Развеселенные байками обитатели палаты стали утихать. Не нашедший сочувствия, обиженный недоверчивым смехом, покостылял Боря Басаргин — до ветру, больше ему ходить некуда и незачем. Снова взялся за книгу лейтенант Гончаров, ушел узнать о почте Мамонов. Якухин, почуяв зародившееся к нему отчуждение, привязчиво нудил над более отходчивым лейтенантом Россохой, который, утвердив подбородок на тросточке, сидел в задумчивом безделии.
— Спел бы, Павел, а... Свою хохляцкую. Ту, которую тот раз пел. А, Павел?
Прилип банный лист, не отвяжется теперь. Но и у самого Россохи упоминание о песне растревожило душу. Он, как муха, потер ногу об ногу, скинул таким образом тапочки и забрался с ногами на одеяло. Полулежа, подмяв под бок подушку, мягко повел:
Чорнiï брови, карiï очи.
Темнi як нiчка, яснi як день.
Ой очi, очi, очi дiвочi,
Де ви навчились зводить людей?
При повторе к напетому тенору Павла Россохи присоединился еще один голос — более низкий малоросский баритон Петра Ануфриевича Щатенко. И это было для всех неожиданностью.
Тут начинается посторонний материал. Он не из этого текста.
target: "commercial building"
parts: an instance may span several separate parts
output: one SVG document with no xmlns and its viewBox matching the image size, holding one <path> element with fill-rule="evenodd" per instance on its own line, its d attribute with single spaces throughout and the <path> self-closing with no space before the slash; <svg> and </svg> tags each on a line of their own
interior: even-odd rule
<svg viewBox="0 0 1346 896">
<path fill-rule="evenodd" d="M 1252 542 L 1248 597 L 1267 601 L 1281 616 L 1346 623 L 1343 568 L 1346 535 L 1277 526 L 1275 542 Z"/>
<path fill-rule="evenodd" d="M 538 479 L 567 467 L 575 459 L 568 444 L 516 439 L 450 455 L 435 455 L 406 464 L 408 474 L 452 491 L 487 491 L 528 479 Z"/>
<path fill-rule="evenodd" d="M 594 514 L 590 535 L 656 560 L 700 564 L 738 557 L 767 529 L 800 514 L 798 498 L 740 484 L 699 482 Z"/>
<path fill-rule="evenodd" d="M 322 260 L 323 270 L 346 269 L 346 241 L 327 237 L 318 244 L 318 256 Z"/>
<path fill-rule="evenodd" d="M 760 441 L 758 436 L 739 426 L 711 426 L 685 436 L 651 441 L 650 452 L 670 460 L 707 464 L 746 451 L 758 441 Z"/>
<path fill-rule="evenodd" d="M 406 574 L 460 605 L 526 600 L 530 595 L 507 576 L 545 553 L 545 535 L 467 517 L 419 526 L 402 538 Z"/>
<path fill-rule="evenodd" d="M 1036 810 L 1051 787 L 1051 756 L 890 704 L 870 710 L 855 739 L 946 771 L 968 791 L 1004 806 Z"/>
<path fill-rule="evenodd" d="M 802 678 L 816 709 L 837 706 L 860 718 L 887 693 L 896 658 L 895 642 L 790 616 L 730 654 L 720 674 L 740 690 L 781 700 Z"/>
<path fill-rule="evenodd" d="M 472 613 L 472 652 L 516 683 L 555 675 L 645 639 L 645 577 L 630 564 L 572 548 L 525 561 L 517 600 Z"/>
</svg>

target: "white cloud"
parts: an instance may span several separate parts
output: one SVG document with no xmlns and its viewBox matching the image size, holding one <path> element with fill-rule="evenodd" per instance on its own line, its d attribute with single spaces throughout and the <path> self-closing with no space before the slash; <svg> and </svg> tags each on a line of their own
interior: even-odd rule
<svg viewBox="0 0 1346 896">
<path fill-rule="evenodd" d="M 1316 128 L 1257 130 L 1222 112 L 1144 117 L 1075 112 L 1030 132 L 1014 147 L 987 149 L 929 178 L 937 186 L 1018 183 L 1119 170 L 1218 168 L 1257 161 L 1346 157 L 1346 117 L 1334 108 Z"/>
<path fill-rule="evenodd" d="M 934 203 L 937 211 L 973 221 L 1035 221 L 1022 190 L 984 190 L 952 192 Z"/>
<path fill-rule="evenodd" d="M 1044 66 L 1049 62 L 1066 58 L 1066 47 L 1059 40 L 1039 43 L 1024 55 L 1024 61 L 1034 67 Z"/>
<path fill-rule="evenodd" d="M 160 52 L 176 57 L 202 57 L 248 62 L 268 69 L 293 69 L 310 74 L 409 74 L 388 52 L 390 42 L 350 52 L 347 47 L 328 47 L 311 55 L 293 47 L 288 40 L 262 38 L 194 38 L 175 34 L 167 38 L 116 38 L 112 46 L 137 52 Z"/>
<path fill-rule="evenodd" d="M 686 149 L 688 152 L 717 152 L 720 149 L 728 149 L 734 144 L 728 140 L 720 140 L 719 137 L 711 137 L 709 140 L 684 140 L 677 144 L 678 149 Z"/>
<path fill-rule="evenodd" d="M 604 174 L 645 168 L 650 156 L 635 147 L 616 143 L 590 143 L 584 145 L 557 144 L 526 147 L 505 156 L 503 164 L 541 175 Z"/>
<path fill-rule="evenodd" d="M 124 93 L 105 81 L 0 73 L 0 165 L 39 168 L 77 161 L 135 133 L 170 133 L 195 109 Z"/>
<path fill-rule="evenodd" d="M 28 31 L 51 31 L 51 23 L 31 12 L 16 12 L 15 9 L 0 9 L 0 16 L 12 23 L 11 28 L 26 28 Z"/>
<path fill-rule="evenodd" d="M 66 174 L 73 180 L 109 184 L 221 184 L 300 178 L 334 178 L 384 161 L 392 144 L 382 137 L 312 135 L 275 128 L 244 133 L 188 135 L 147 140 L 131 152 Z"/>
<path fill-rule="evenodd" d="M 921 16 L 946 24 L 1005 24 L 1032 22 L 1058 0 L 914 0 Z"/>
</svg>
Песня проникла за двери палаты, дверь распахнулась, впустив Машеньку и Юрате, в проеме задержались ходячие из соседней палаты, через их головы стали вытягивать шеи другие слонявшиеся по коридору.
У Малыгина чуть дрогнули веки, он приоткрыл спекшийся рот, поводил языком по фиолетовым губам. Слушает — подумал Смыслов.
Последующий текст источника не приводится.